Presently the woman came forward again, her head rather ducked. But she
looked up at me and smiled, with that odd, immediate intimacy, something
witch-like and impossible.
'Sorry to keep you waiting,' she said. 'Shall we stand in this
cart-shed--it will be more out of the wind.'
So we stood among the shafts of the open cart-shed that faced the road.
Then she looked down at the ground, a little sideways, and I noticed a
small black frown on her brows. She seemed to brood for a moment. Then
she looked straight into my eyes, so that I blinked and wanted to turn my
face aside. She was searching me for something and her look was too near.

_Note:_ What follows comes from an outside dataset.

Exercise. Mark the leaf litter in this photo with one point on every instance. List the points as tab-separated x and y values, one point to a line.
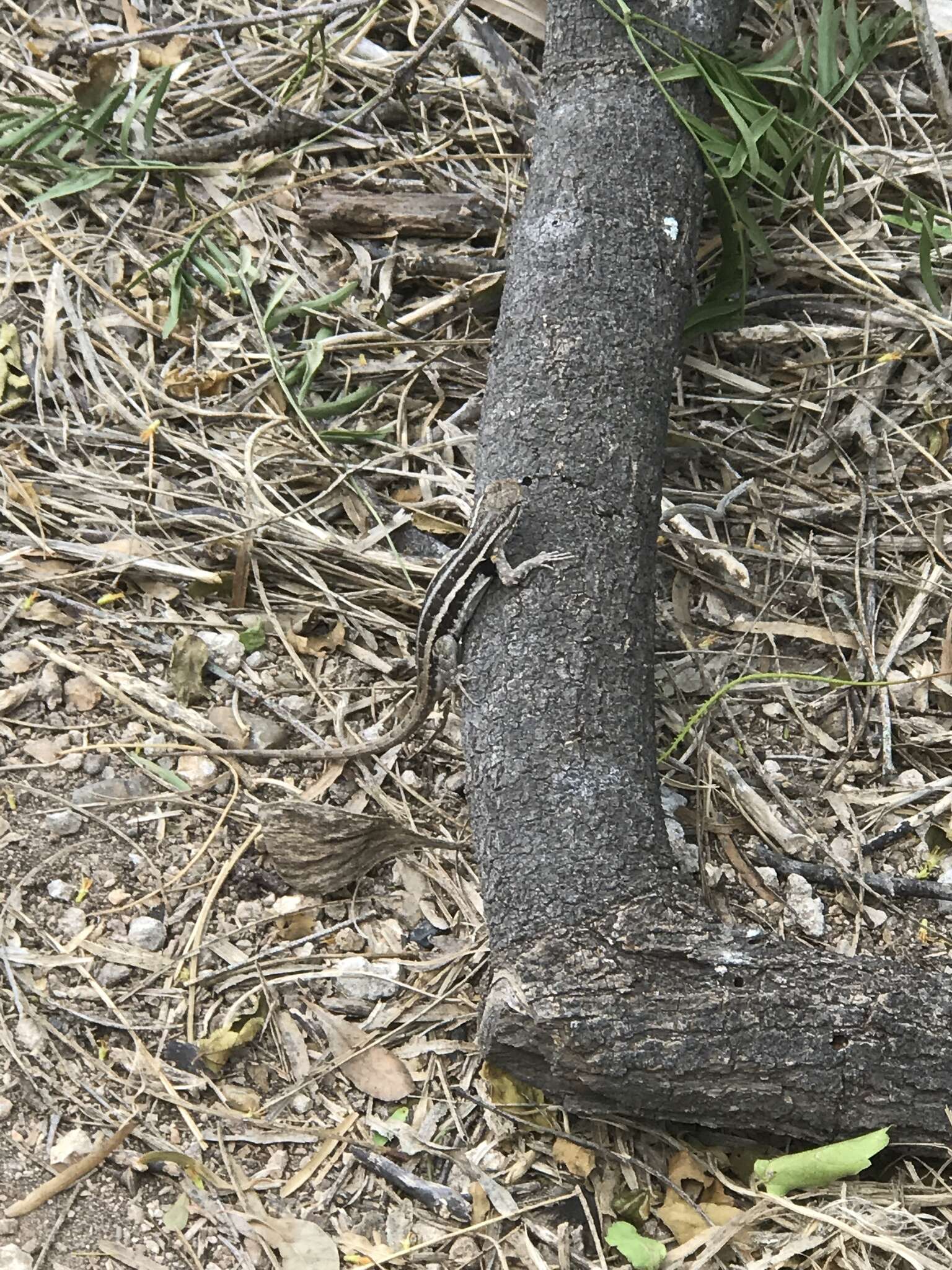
234	424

The frown was still on her keen, sallow brow.
'Can you speak French?' she asked me abruptly.
'More or less,' I replied.
'I was supposed to learn it at school,' she said. 'But I don't know a
word.' She ducked her head and laughed, with a slightly ugly grimace and
a rolling of her black eyes.
'No good keeping your mind full of scraps,' I answered.

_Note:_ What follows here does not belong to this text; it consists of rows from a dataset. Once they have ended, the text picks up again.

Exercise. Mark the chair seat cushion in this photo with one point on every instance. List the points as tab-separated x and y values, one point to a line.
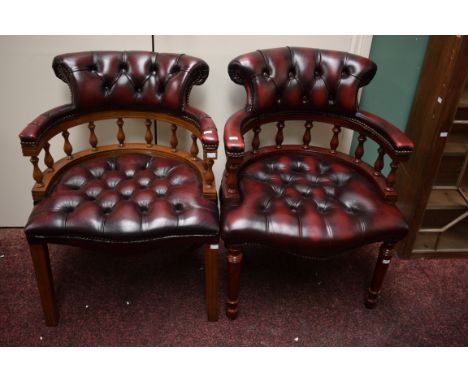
309	204
126	198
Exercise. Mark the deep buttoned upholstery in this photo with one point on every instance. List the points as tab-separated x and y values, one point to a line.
308	204
129	198
299	198
145	81
132	195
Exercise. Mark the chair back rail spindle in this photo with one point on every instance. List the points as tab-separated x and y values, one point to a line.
194	147
148	134
48	159
174	141
92	135
306	138
256	139
335	139
67	147
37	173
360	148
391	178
378	165
279	134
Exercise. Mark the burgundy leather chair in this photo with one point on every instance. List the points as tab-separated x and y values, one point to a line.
124	196
302	199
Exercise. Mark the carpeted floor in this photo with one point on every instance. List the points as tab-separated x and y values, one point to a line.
157	300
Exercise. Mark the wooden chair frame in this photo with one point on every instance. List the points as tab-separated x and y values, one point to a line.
45	179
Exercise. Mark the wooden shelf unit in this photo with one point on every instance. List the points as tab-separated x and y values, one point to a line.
433	185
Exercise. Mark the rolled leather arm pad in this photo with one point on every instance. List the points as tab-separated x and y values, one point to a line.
401	144
233	138
209	133
39	126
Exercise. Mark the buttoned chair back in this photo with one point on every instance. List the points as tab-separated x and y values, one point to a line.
302	198
128	195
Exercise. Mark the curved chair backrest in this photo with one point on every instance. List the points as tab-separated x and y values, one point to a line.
130	80
117	85
298	79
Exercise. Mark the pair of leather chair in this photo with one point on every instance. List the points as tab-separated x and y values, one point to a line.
299	199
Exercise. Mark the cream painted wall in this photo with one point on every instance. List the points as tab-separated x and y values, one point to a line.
29	87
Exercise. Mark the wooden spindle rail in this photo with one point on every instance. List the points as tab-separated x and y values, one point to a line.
67	147
194	148
174	141
306	138
391	178
279	134
37	173
92	135
335	139
256	139
378	165
360	148
120	132
149	133
48	160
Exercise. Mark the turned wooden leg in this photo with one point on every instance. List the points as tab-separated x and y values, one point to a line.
211	281
383	261
234	265
45	283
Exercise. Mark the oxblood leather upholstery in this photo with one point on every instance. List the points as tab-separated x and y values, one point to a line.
308	204
130	198
159	82
303	80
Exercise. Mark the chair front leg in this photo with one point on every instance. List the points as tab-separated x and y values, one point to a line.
383	261
234	258
45	283
211	280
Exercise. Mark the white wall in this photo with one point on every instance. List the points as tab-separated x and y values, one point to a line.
29	87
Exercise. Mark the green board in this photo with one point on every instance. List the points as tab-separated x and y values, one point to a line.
390	94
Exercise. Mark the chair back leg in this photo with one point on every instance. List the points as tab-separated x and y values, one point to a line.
383	261
211	280
45	283
234	258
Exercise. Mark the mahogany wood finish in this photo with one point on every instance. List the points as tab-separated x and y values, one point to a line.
211	280
234	259
383	261
268	196
45	283
117	86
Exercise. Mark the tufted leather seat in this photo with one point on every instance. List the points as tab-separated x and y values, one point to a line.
128	198
148	194
310	205
299	198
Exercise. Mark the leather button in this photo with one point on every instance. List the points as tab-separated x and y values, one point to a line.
128	202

But she had turned aside her sallow, long face, and did not hear what I
said. Suddenly again she looked at me. She was searching. And at the same
time she smiled at me, and her eyes looked softly, darkly, with infinite
trustful humility into mine. I was being cajoled.
'Would you mind reading a letter for me, in French,' she said, her face
immediately black and bitter-looking. She glanced at me, frowning.